Multicausal Nature of Cancer
With several dividing cells in the organism and the various proto-oncogenes and tumor suppressor genes that can be changed to cause cancer. one might expect cancer to be a more common event than it is. Several biologists believe that probably our/body has many initiated cells acquired throughout our life time but the several defense mechanisms of the body destroy them before they can cause cancer. Increasing proof now suggests that any single mutation in a cell is never by itself enough to cause cancer. Just only when a single cell suffers several sequential mutations does it lastly lose its regulation over its cell cycle and a fully fledged cancer results. One of the diseases which explains this concept is colorectal cancer. Primarily, in normal epithelium a suppressor gene on chromosome 5 is inactivated or lost. Next comes hypomethylation of DNA that is followed by mutation of ras proto-oncogene.

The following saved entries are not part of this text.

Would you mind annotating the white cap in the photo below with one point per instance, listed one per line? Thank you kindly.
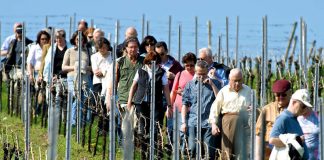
(303, 96)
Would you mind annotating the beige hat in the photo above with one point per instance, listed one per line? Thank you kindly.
(303, 96)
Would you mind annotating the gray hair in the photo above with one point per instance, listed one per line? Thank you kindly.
(60, 32)
(202, 64)
(99, 31)
(235, 71)
(207, 51)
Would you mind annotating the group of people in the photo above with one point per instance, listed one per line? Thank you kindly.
(224, 104)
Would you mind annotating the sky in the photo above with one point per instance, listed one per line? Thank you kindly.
(281, 15)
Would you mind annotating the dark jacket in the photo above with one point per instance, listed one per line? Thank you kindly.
(144, 87)
(175, 68)
(223, 67)
(11, 56)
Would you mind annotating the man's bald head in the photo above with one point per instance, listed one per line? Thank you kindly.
(236, 79)
(17, 25)
(130, 32)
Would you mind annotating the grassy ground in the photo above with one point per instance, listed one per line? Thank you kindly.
(12, 127)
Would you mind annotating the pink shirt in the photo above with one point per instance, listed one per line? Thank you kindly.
(181, 82)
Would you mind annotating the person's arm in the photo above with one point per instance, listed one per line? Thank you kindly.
(66, 66)
(29, 61)
(277, 129)
(131, 95)
(186, 103)
(184, 111)
(4, 52)
(211, 83)
(45, 49)
(276, 142)
(214, 113)
(173, 93)
(166, 92)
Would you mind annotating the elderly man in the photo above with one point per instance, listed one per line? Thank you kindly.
(126, 68)
(216, 70)
(97, 34)
(269, 113)
(130, 32)
(7, 41)
(82, 25)
(231, 99)
(209, 91)
(287, 121)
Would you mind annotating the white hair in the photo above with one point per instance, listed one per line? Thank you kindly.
(207, 51)
(99, 31)
(234, 71)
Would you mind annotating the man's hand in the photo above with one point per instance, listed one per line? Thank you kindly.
(129, 106)
(179, 91)
(170, 75)
(215, 129)
(169, 112)
(98, 73)
(183, 127)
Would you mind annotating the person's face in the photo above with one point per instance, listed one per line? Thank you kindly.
(90, 36)
(103, 50)
(77, 41)
(132, 48)
(149, 47)
(82, 27)
(203, 56)
(160, 50)
(301, 108)
(43, 40)
(201, 73)
(190, 66)
(236, 82)
(60, 40)
(97, 36)
(283, 98)
(130, 33)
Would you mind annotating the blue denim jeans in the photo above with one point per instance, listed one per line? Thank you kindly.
(70, 80)
(182, 135)
(206, 136)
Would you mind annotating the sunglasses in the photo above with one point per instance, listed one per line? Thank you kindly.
(200, 59)
(189, 65)
(282, 95)
(304, 106)
(150, 44)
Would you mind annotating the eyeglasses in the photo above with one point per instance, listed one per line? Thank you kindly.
(200, 59)
(189, 65)
(282, 95)
(149, 44)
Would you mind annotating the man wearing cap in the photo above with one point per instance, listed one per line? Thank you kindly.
(282, 93)
(287, 120)
(14, 55)
(172, 67)
(7, 41)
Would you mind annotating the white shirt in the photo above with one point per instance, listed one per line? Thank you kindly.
(35, 56)
(104, 64)
(228, 100)
(149, 71)
(6, 42)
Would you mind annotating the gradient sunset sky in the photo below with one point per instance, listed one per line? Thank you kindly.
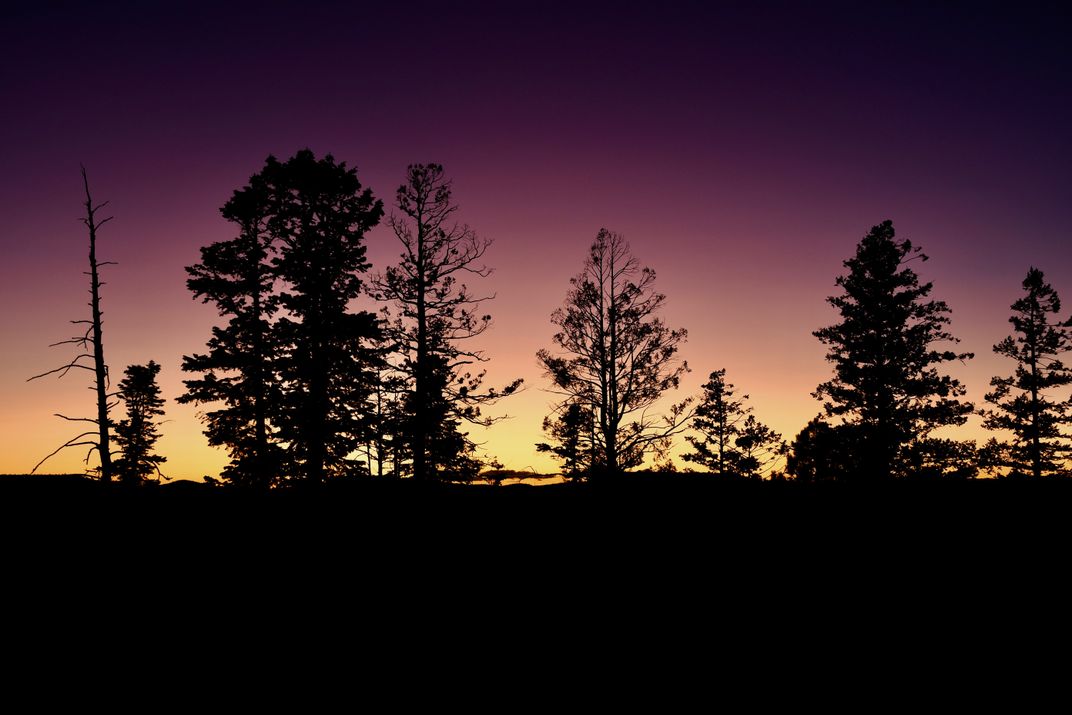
(742, 148)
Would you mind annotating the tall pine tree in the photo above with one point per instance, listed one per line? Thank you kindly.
(729, 440)
(327, 352)
(436, 317)
(238, 372)
(886, 355)
(1024, 403)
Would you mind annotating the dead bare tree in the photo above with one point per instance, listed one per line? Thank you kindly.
(92, 347)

The losses of chromosomes 18 and 17 whole the transformation into a cancer cell. Further chromosome losses give the tumor the ability to form metastases. More and more research is being done on what in fact activates or turns on the genes in tumor cells and the role that individual oncogenes play in making the cells cancerous. By comparing DNA sequences of known oncogenes along with genes for cell growth and growth receptors, investigators have begun to identify key genes. For instance, an oncogenes has been found to correspond to the gene that functions as a growth factor in the healing of wounds. The invention of newer oncogenes is leading towards a better understanding of normal cell growth pathways and as well the-role of proto-oncogenes in development processes. The current efforts in prevention and treatment of cancers are characterized via a multidisciplinary approach. Early detection and characterization of the tumor is an important prerequisite for effective treatment. Understanding the cellular and molecular aspects of growth, differentiation and neoplastic change will provide clues to development of effective drugs for treatment. The combined efforts of developmental biologists and medical scientists can eventually lead to alleviation of human suffering from the disease.